Have you ever been actively using your phone when a notification comes up?  Maybe you are in the middle of a text, email or some other emergency task and the notification pops up right under your finger and it accidently opens the notification.  You quickly switch back to what you are doing to complete that task.  From that point on, you no longer get alerts, BUT your coworkers in the escalation path do...and you have no idea because OG has decided that you saw the alert and no longer wish to be notified.

Maybe the alert has your full attention. You read it and hit the ACK button and immediately start working to address the issue....except for whatever reason your phone didn't register the ACK.  You've seen the alert, so OG is done with you...but it's not done with the escalation path...no sir, OG is more than happy to wake them up at 3AM for an issue you are already working to resolve and have no idea they are being alerted on.

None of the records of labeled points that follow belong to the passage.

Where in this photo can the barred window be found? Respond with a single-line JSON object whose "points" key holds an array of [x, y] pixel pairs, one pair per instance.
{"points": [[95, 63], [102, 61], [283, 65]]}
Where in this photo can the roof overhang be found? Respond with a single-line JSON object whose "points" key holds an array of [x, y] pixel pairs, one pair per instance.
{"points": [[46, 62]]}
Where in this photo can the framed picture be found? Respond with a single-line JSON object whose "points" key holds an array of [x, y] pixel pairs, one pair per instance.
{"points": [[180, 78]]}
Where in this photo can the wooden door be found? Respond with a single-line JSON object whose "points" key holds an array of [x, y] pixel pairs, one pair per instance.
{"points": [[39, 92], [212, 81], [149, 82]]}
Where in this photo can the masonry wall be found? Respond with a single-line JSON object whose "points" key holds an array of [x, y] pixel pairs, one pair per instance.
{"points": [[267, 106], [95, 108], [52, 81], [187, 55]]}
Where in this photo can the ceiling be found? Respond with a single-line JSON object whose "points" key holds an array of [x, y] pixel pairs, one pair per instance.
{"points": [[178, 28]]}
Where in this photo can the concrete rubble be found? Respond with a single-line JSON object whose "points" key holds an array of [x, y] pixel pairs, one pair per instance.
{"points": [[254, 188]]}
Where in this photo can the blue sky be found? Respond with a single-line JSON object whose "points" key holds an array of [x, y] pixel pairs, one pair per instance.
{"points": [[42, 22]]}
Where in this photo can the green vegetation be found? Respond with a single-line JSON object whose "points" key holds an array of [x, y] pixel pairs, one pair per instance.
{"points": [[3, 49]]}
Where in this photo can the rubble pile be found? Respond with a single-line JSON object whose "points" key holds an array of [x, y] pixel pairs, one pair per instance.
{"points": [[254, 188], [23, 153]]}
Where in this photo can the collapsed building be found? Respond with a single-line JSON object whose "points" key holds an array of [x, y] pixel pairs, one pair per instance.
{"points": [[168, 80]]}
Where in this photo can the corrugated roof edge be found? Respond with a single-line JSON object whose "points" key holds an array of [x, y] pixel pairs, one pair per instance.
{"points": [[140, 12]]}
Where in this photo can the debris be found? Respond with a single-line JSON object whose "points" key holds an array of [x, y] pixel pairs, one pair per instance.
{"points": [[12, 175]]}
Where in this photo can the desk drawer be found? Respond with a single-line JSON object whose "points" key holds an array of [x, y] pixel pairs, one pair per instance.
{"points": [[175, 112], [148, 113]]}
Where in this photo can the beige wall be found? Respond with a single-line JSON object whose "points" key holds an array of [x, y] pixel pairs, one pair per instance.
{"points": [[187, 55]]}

Are both of those issues my fault for not properly addressing the alert?  Absolutely.  However life happens and we don't live in a perfect world where only one thing happens at a time and everything can have your fullest attention, and it doesn't change the fact that I'm the on-call.  When an issue arises that was important enough to alert me at 3AM or in my off hours, I want my phone to blow up until I respond to it.   Start with a push notification, if I don't get that, then a text, then a phone call and repeat that until I ack the alert.  I don't want to be cut out of the alert process because OG is "smart" and thinks I don't want to be bothered any longer.  I want to be bothered until I intentionally ACK that alert!

I don't care how "smart" OG is...let me decide when I don't want to be bothered anymore.